医療&健康ナビ:TORCH症候群 どんな症状が?
◇妊娠中初感染、胎児に影響も
神奈川県茅ケ崎市の主婦、相原知子さん(32)は、09年1月に次女未来(みく)ちゃん(3)を予定日より3カ月早く出産した。未来ちゃんには、黄だんや紫斑などがあり、検査の結果、胎内でサイトメガロウイルス(CMV)に感染していたことが分かった。生まれつき肺の疾患や心臓の奇形、中程度の難聴があり、生後1年3カ月間入院。今は自宅で暮らすが、肺の働きが弱いため酸素吸入器が手放せない。
◇食器共有も原因に
当時1歳だった長女(5)の尿を調べたところ、感染歴があった。
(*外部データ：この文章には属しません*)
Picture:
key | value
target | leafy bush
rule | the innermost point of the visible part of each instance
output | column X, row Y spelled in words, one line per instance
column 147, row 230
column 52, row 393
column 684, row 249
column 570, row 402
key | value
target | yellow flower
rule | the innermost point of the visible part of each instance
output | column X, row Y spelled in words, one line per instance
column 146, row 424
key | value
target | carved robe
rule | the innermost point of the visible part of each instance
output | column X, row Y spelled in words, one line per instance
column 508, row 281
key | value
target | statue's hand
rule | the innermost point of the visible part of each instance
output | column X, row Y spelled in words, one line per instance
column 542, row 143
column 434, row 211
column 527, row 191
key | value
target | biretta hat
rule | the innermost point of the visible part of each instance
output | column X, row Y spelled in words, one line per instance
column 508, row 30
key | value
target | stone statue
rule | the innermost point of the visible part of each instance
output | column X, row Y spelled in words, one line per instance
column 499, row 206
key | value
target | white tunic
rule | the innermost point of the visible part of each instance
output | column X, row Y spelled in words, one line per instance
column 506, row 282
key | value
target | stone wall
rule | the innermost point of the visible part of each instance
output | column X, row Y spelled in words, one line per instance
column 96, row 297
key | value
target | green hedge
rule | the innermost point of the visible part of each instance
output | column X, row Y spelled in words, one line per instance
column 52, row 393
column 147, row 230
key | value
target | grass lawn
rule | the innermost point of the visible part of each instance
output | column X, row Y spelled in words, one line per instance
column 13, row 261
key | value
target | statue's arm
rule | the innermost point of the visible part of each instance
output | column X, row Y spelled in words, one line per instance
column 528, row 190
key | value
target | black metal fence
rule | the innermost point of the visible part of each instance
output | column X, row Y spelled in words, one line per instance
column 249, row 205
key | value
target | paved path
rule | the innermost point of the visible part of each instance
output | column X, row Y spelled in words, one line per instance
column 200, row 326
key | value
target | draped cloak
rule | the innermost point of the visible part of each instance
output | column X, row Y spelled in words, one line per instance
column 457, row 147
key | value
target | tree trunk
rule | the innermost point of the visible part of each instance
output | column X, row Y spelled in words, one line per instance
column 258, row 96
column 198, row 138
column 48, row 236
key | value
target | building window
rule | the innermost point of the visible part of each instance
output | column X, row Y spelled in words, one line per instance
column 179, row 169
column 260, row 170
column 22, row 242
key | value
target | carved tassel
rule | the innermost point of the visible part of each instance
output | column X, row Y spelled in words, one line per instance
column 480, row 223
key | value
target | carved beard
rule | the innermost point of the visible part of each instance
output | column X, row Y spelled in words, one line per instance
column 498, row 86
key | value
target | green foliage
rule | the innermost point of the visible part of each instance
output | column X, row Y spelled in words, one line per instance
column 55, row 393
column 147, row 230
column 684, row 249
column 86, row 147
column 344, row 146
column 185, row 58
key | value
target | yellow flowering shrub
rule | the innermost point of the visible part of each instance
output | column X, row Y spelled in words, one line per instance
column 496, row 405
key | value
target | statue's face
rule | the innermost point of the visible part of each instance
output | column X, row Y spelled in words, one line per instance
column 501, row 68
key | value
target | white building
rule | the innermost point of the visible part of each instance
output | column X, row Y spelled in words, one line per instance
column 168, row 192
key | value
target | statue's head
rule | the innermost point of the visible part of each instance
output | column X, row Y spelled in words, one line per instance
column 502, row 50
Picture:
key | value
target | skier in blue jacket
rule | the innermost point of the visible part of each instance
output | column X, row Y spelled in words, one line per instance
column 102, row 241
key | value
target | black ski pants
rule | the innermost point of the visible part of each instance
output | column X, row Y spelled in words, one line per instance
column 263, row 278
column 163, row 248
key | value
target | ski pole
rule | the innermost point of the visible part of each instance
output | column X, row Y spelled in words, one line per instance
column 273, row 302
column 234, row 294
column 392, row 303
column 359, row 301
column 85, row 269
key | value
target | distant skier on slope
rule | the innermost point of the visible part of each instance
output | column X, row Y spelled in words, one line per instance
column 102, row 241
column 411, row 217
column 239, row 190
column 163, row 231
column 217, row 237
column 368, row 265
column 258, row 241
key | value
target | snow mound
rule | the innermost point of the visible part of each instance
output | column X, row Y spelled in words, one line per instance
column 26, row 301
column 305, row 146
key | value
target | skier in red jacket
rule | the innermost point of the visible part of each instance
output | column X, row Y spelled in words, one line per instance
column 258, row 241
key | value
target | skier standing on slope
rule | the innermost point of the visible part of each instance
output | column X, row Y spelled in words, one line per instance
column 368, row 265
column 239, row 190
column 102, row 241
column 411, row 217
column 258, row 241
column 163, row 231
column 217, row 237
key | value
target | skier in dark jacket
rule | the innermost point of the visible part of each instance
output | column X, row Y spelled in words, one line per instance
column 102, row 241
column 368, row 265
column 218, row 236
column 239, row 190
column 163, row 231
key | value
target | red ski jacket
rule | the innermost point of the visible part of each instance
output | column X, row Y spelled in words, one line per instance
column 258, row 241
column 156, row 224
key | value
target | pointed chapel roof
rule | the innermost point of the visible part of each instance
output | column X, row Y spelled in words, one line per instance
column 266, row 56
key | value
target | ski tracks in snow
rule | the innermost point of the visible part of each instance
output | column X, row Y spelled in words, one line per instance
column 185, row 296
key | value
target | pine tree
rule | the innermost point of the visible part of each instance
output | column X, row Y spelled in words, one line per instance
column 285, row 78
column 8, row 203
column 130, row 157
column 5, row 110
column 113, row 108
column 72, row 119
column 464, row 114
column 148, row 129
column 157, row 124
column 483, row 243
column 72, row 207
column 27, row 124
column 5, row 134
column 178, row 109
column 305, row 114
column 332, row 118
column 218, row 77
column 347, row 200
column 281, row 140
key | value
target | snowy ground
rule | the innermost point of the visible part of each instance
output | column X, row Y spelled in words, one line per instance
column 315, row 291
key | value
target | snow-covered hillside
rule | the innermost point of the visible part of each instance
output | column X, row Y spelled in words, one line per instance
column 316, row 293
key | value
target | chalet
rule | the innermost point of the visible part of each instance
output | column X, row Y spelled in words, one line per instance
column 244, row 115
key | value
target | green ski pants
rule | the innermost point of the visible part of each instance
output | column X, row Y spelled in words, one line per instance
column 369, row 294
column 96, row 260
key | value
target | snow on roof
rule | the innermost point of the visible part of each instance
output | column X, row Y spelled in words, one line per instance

相原さんは、未来ちゃんを妊娠中、長女とスプーンを共有したり、食べ残しの離乳食を食べたりしたことがあり、医師からは「それが(母子感染の)原因だろう」と指摘された。相原さんは「この病気の存在を知らず、無防備だった」と振り返る。
CMVは尿や唾液などを介して多くは乳幼児期に感染する。深刻なのは妊娠中に初感染したケースで、4割が胎児にも感染し、脳や聴覚に障害を及ぼす恐れがある。厚生労働省研究班が08年度から3年間、全国で生まれた2万3757人の新生児を調査したところ、73人(0・31%、300人に1人)が先天的にCMVに感染していた。うち、24人は年長のきょうだいの尿から同じ遺伝子を持つウイルスが見つかった。研究班代表の古谷野伸・旭川医科大講師は「自然に感染したきょうだいのおむつや食事の世話をするうちに、妊娠中の母親が初感染し、胎児も感染したのではないか」と話す。古谷野講師が北海道で妊婦約1000人にCMVの抗体の有無を調査したところ、33%は感染歴がないことが分かった。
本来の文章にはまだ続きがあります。